I had an interesting conversation with a student today. I had just finished grading his timed writing and he admitted to me that he found it frustrating to come up with what he called “unique, original, insightful analysis.” None of his own ideas about literature satisfied him as being good enough. To be honest, he has struggled with deep, insightful literary interpretation all year. He said that he loved discussions and reading other people’s analysis of the literature, but hated the idea of using that analysis for his own because he hadn’t come up with it. He found other’s analysis interesting, and he understood it, but he couldn’t get there on his own. My suggestion that there were no true original ideas left in the world and it isn’t wrong to use other’s analysis (as long as he understood it and made it his own) didn’t satisfy him in the least, and he brought up his math class as an example. He said that in math, he had to solve the problem himself and that if another student solved it before him, he refused to look at their work until he had figured it out himself.
Then it hit me.
I asked him if he had ever been asked to analyze literature, like I ask him to, before coming to my class. He responded with “I didn’t know you could analyze books like we do before your class.” In reference to my last post, because we piecemeal how we teach literature (by only teaching a few skills per piece of literature and not taking a wholistic approach to literary analysis) students see literature as separate islands in a vast ocean not realizing that all those islands are connected by solid rock below the surface.

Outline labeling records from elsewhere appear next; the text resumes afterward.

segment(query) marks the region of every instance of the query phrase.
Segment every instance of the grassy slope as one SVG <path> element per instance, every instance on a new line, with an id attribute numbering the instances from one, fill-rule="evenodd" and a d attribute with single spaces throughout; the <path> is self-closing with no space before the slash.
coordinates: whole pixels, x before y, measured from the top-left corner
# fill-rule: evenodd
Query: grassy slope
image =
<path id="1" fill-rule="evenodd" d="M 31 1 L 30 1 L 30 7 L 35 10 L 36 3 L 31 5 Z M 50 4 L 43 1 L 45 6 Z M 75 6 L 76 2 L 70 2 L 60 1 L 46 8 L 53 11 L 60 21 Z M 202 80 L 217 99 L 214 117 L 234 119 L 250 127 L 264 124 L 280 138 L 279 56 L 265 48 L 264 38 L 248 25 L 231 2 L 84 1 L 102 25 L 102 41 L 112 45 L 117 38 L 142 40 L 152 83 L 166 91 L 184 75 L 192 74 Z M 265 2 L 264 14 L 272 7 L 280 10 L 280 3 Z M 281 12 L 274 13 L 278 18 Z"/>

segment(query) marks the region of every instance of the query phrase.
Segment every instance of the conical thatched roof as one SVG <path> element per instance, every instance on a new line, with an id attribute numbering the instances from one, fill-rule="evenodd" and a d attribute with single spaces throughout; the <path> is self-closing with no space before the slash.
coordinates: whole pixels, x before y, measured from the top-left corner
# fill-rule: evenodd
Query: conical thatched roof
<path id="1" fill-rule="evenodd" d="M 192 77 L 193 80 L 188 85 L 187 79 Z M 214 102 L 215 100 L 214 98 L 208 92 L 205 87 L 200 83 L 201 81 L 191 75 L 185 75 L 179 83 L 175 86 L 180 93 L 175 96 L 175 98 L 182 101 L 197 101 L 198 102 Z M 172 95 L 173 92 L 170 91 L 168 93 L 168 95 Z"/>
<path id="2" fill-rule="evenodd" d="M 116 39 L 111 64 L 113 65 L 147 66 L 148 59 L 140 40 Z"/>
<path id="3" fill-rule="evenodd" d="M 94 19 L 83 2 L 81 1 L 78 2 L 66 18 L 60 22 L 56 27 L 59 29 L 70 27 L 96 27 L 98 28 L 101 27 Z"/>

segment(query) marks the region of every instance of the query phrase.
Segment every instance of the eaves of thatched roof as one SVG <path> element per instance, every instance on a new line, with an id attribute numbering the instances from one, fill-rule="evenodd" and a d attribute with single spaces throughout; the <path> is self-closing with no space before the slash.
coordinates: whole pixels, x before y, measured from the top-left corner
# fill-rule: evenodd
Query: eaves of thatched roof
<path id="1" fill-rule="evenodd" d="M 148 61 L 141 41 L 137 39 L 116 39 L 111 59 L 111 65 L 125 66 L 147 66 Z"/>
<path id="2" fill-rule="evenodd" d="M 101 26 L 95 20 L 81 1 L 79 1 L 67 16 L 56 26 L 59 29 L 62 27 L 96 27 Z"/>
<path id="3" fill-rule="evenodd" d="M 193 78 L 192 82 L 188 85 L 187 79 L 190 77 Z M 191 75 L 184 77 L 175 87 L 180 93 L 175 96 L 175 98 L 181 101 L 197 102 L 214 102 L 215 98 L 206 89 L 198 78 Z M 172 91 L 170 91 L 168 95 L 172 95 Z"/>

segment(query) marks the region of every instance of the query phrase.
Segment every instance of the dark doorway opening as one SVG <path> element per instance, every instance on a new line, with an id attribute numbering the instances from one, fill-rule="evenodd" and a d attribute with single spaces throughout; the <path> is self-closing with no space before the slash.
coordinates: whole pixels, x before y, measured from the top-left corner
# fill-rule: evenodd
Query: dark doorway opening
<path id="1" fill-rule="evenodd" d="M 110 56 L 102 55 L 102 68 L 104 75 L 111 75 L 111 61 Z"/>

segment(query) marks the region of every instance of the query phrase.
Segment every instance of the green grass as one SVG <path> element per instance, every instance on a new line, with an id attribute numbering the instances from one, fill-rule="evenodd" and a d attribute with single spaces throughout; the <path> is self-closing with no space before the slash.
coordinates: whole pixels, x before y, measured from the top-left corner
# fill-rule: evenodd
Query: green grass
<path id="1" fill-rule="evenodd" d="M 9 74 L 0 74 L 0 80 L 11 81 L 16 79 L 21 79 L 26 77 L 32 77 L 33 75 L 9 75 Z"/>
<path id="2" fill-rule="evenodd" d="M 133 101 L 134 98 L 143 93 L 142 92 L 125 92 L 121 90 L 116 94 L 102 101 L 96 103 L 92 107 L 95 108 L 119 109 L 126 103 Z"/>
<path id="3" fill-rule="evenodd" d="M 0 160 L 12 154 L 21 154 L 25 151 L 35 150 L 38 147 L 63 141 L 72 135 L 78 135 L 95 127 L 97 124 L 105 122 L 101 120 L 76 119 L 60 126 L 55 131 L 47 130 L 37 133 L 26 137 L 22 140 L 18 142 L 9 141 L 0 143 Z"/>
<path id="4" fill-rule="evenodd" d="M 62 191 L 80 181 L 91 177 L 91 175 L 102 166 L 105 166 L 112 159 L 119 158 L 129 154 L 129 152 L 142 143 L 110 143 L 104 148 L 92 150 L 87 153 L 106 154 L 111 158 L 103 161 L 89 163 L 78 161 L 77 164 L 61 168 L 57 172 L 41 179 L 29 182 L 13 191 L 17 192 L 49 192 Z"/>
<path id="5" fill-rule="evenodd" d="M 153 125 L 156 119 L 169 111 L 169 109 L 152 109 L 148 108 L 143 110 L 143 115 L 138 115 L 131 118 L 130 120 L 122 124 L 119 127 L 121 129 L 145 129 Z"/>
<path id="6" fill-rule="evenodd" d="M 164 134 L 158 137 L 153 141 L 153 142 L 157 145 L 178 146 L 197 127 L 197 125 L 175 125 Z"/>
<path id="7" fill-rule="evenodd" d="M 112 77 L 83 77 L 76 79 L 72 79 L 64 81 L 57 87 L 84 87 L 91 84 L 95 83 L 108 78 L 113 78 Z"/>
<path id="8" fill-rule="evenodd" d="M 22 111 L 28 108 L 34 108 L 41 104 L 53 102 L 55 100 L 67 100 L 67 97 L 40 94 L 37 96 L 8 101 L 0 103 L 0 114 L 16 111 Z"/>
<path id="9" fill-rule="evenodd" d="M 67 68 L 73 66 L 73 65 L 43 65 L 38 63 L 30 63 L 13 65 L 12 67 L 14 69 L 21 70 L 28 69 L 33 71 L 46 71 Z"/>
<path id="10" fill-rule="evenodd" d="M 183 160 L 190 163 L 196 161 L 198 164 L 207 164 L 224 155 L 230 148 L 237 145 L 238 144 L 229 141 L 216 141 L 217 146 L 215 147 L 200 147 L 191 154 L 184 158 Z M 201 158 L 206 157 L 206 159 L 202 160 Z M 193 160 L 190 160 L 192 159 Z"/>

I explained it to him through his knowledge of math. He has been working math problems since kindergarten. First he added, then subtracted, then multiplied, then divided, then worked algebraic equations and then… (I don’t know math past algebra, but you get the picture). All of those new mathematical concepts are dependent upon what came before them. You can’t subtract before you add, you can’t solve for x if you don’t know how to add, subtract, multiply, etc… Therefore, even when he doesn’t know a new mathematical concept very well, he still has all his prior experience of answering other problems as a guide to answering the new ones. New problems demand that he use his knowledge of old problems in order to solve them.
Unlike math, unfortunately, he sees each literary text he has to read as a separate entity, something that needs to be looked at in isolation (an island) from all other literature. All because he has only been told to look at certain elements for each new book he has had to read.
I can remember sitting in some of my early literature classes in college thinking “how the heck are these people coming up with this stuff (analysis)?” just like he does in my class. It wasn’t until I read something, analyzed it, and then used that analysis on other literature that I started to see patterns within all literature and, therefore, see the bedrock on which all literature is founded.
We need to make our students dive to the bedrock with every text they read.